I'm a writer in Los Angeles, with more than my share of the struggle to get free. I've written screenplays, two children's books,articles for the New York Times and published a novel, Restraint, an erotic thriller. I have a master's degree from Harvard Divinity School. This blog is a ongoing record of what I've learned, what I'm learning and what I'm still realizing I need to know, as I work my way toward change.

Friday, June 17, 2016

A FINE LINE

Image result for a fine lineI was talking to a friend this morning. She feels she isn't doing enough to find a job, not sending out enough resumes, or making enough calls. Well, I said, sometimes you actually aren't doing enough, but other times you're too much on your case. It's a fine line.
     I thought about all the times I've teetered on that line. Usually, like my friend, the line is between: am I doing enough or do I have unrealistic goals and am''''' too much on my case? I can be doing something important to me, like writing, or something I wish I never had to do, like vacuuming, or just about anything at all, and I often get the feeling that the writing isn't deep enough or the vacuuming not complete enough. Is that right, or am I suffering from a perverse perfectionism, the kind that tells me everything I do falls short of some imagined, abstract standard buried deep inside.
     There are other times when I teeter on the line because I have a decision to make. Should I walk away from this man because we've gone past the point of no return, or should I stay and try to work things out? Would it be better to leave this town where things never quite work out, or stay and try harder? My busy worried mind can come up with reasons for either side. So I remain teetering, caught by ambivalence in an anxiety of doubt. 

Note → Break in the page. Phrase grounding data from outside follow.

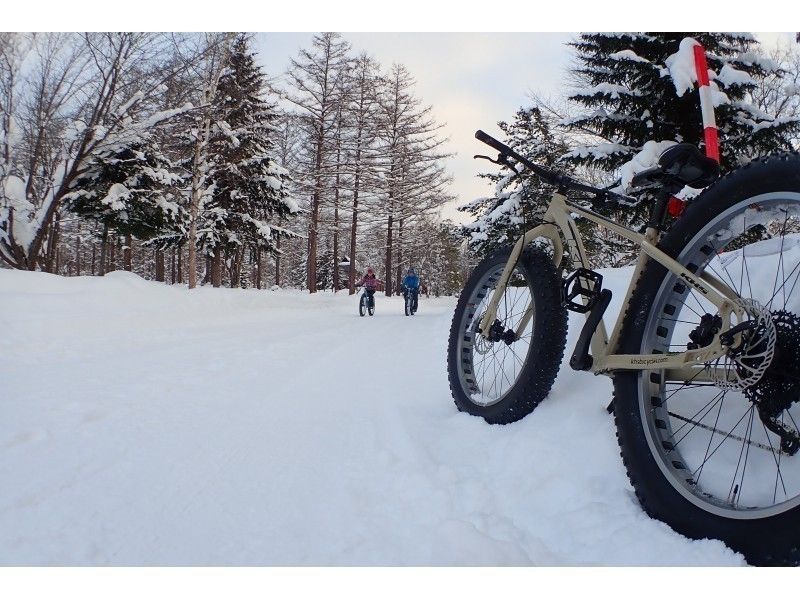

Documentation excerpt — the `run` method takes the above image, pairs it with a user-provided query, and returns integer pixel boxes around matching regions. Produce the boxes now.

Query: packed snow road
[0,270,743,565]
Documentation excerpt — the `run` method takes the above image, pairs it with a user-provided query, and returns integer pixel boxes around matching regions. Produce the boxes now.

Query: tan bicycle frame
[476,192,747,381]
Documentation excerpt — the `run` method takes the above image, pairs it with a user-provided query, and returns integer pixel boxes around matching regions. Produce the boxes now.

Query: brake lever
[473,153,512,167]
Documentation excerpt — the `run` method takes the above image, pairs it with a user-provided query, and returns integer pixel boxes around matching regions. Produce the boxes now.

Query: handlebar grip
[475,130,510,154]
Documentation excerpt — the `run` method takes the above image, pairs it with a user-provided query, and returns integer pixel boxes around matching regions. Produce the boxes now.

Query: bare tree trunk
[333,191,340,292]
[230,246,243,288]
[275,235,281,287]
[187,190,199,289]
[187,41,229,289]
[307,190,319,291]
[98,223,109,276]
[75,236,81,276]
[211,250,222,288]
[229,249,237,288]
[91,242,96,275]
[155,248,165,282]
[177,246,183,284]
[108,238,116,272]
[187,154,203,290]
[385,210,393,297]
[55,246,61,274]
[333,135,341,292]
[256,247,262,289]
[123,233,132,271]
[348,158,361,295]
[396,218,404,295]
[44,214,60,273]
[202,255,211,285]
[171,247,176,284]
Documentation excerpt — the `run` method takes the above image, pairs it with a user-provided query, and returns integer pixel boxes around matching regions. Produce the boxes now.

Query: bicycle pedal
[562,268,604,314]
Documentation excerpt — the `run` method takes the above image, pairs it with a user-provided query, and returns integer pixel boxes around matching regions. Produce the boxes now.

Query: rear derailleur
[695,308,800,455]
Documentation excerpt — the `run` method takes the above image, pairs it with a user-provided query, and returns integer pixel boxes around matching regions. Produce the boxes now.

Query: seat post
[647,185,681,230]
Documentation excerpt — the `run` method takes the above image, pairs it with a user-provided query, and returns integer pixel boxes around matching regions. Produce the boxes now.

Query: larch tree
[374,63,453,296]
[271,112,305,288]
[285,32,351,293]
[343,52,380,294]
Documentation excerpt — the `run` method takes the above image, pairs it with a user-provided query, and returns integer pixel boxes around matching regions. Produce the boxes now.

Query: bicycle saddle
[631,143,720,190]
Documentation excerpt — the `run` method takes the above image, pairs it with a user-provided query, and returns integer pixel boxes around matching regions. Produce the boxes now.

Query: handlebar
[474,129,635,206]
[475,129,510,155]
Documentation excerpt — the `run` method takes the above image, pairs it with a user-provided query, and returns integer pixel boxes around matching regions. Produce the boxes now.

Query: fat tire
[612,152,800,565]
[447,246,568,424]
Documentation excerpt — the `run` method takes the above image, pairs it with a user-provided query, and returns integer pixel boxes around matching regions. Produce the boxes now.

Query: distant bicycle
[403,287,418,316]
[357,267,380,317]
[402,267,421,317]
[359,289,375,317]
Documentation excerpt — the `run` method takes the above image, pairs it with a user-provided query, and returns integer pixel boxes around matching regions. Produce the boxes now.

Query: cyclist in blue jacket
[402,267,420,312]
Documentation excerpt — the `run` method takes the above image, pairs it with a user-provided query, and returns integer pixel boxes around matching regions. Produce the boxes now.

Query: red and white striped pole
[692,43,720,163]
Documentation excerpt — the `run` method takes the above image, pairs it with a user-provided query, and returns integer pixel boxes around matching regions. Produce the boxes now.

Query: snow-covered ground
[0,268,744,565]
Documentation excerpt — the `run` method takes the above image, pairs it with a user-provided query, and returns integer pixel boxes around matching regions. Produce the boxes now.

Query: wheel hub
[486,319,517,346]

     And this despite my knowing by now that the problem isn't so much the relative merits on each side of the line - although they're important, too - it's ambivalence itself, a very old pattern, almost my default position. I learned to doubt myself as a child and that doubt has carried forward and still undermines the adult I am. It's the issue behind the issue. And I know my ego can convince me of anything, and then a moment later the reverse. I know that desire, self-interest and willfulness all cloud my view. It's easy to blame them, because I know they are very real, but knowing all that doesn't stop me from choosing one thing and quickly thinking the other is what I should really do. I teeter on the line. 

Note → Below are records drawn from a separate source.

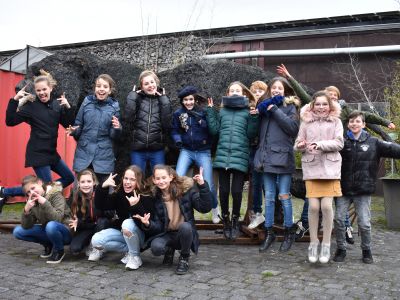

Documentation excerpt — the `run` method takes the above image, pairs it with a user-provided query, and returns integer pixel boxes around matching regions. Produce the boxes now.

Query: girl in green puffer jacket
[206,81,259,240]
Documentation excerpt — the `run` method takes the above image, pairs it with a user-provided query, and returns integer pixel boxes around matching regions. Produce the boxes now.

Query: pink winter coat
[294,102,344,180]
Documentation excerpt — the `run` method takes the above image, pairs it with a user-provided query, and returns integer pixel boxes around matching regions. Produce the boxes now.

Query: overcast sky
[0,0,399,52]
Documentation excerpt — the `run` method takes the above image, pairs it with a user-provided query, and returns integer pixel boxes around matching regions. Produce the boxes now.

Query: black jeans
[218,168,246,216]
[150,222,193,258]
[69,217,110,253]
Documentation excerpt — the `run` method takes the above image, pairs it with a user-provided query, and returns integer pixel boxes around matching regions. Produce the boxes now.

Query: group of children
[1,64,399,273]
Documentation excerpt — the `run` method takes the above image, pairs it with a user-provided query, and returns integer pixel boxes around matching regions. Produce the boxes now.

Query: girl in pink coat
[295,91,344,264]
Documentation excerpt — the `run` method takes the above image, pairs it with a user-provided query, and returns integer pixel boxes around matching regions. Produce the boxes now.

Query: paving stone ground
[0,226,399,300]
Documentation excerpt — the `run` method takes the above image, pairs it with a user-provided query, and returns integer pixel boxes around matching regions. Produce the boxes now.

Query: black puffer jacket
[341,130,400,196]
[124,89,172,151]
[145,177,212,254]
[6,97,74,167]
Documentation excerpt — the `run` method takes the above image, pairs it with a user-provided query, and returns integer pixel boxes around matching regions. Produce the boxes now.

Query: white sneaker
[308,242,319,263]
[248,213,265,229]
[85,244,93,257]
[125,254,143,270]
[319,243,331,264]
[88,247,105,261]
[211,207,220,224]
[121,252,129,264]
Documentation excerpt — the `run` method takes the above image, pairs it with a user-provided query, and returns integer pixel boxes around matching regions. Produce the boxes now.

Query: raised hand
[193,167,205,185]
[69,215,78,232]
[14,84,30,101]
[57,92,71,109]
[111,116,120,129]
[276,64,291,78]
[133,213,150,226]
[155,88,166,96]
[24,194,36,213]
[102,173,118,188]
[126,190,140,206]
[207,97,214,107]
[66,125,79,135]
[31,190,46,205]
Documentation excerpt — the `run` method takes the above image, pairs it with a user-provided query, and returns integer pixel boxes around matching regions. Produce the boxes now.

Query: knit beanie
[178,86,198,104]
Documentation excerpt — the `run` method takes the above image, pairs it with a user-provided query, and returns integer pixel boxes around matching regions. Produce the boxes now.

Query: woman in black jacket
[2,71,75,199]
[88,165,156,271]
[124,70,172,176]
[144,165,212,275]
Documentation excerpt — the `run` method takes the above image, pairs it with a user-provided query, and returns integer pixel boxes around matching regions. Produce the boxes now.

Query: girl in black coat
[124,70,172,176]
[68,169,109,255]
[2,71,75,200]
[88,165,156,271]
[143,165,212,275]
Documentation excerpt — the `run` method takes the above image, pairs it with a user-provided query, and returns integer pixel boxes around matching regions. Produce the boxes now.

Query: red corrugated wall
[0,70,76,202]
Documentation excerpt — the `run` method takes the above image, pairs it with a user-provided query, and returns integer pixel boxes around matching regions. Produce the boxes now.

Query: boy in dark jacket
[333,111,400,264]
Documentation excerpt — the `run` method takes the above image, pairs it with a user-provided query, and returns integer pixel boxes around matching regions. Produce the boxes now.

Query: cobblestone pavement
[0,228,399,300]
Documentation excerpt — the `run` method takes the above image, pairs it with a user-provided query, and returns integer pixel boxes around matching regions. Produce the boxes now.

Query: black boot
[362,249,374,264]
[221,214,231,240]
[231,215,240,240]
[280,226,296,252]
[333,248,347,262]
[162,247,175,266]
[176,255,189,275]
[259,227,276,252]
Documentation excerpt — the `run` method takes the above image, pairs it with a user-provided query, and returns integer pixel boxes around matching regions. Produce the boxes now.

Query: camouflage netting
[17,53,314,177]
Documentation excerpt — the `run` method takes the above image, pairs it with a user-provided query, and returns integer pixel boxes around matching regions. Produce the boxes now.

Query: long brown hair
[115,165,148,195]
[71,169,98,218]
[151,165,186,200]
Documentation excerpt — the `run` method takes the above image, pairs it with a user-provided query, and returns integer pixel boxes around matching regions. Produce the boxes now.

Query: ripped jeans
[90,219,145,256]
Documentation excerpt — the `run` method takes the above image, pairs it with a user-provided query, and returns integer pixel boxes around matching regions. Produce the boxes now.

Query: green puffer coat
[206,95,259,173]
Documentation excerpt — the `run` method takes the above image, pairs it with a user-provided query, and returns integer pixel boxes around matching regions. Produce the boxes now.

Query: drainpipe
[203,45,400,59]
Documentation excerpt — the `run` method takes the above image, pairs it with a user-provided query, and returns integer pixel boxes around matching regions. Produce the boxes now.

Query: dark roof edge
[1,10,399,55]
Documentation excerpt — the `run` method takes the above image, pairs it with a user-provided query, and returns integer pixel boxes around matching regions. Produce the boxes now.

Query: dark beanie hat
[178,86,198,103]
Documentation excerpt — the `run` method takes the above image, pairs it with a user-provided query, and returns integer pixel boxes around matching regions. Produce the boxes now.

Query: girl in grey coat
[254,77,300,253]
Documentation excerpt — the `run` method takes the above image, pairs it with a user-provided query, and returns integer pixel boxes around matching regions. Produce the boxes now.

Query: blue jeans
[130,150,165,175]
[13,221,72,251]
[176,149,218,209]
[263,173,293,228]
[3,159,74,197]
[91,219,145,256]
[335,195,371,250]
[300,198,309,224]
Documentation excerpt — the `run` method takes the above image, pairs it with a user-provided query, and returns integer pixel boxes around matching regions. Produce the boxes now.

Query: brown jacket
[21,184,72,229]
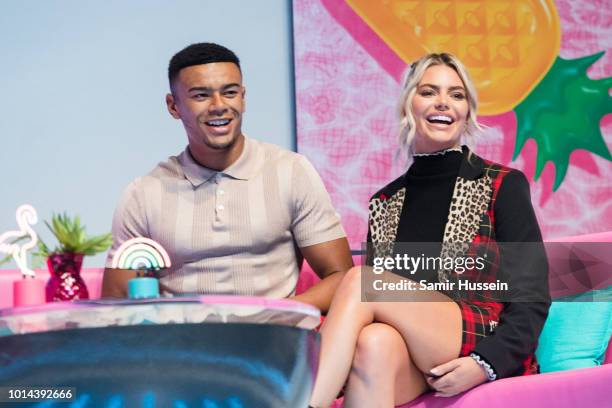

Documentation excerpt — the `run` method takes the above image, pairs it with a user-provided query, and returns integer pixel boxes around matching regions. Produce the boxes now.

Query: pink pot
[46,252,89,302]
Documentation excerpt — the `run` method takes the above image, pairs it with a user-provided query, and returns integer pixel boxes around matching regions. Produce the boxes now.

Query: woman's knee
[353,323,407,376]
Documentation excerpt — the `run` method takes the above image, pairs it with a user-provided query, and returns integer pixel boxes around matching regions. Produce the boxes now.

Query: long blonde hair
[398,53,481,156]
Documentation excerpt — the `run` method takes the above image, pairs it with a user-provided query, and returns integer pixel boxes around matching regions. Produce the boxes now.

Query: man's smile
[205,118,232,126]
[201,117,234,135]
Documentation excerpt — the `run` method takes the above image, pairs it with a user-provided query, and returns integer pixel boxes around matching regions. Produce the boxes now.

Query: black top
[396,149,542,244]
[397,150,462,243]
[394,150,462,282]
[388,148,549,378]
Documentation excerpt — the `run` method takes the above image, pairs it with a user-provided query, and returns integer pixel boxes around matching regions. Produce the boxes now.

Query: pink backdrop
[293,0,612,248]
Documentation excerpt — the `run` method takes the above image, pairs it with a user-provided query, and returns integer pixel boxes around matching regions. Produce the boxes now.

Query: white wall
[0,0,295,269]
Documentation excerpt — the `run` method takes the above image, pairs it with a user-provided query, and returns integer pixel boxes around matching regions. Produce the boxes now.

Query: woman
[309,53,550,407]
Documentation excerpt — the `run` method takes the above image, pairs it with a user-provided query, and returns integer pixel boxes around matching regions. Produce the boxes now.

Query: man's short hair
[168,42,241,87]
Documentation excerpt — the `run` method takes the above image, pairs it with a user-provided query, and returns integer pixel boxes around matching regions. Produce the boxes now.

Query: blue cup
[127,277,159,299]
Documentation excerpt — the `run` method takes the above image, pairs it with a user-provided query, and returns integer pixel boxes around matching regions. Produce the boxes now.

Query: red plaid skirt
[457,300,538,376]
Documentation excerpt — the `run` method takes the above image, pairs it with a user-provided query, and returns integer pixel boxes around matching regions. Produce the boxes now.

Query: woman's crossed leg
[309,266,463,408]
[343,323,427,407]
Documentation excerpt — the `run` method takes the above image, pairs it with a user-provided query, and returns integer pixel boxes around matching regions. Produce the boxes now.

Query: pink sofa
[395,361,611,408]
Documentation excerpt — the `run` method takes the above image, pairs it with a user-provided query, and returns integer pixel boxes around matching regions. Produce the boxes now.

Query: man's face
[167,62,245,153]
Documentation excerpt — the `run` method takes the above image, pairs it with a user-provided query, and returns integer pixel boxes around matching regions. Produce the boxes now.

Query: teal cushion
[536,286,612,372]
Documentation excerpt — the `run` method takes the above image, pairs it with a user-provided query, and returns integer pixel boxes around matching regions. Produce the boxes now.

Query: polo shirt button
[217,204,225,211]
[219,189,225,195]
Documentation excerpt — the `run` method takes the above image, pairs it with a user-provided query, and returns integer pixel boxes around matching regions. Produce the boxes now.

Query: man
[102,43,352,312]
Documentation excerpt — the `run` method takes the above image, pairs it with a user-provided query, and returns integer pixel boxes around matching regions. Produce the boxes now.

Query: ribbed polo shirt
[106,136,346,297]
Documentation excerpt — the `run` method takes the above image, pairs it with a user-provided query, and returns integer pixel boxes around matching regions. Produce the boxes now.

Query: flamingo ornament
[0,204,39,278]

     What will help me act despite my ambivalence? What will give me the courage to get off the fine line. Many insights about my ego, fear and doubt have helped me chip away at. But there's something else. Actual change comes when I go deep inside, as deep as the ambivalence is. I have to sit with it, feel it and embrace it. I have to surrender my guilt that I have it, my despair that I can really change. The only way I've found to do that is to get quiet and try to clear my mind. To meditate. All through the day, I can take deep breaths and feel the expansiveness a clear mind brings. Eventually, I see that one side of the fine line emerges as the one I want to choose. I find the courage to act because experience has taught me that there aren't any mistakes, the kind that I thought would doom me or plunge me into the abyss. There is only what I do and choose, and if it doesn't work out disaster wont' come because I know there is a refuge inside me that will never let me down.
     My ambivalence used to be a giant ball filling the sky but step by step I've brought it down to size until it's so small I can put it in my pocket, look forward and walk on.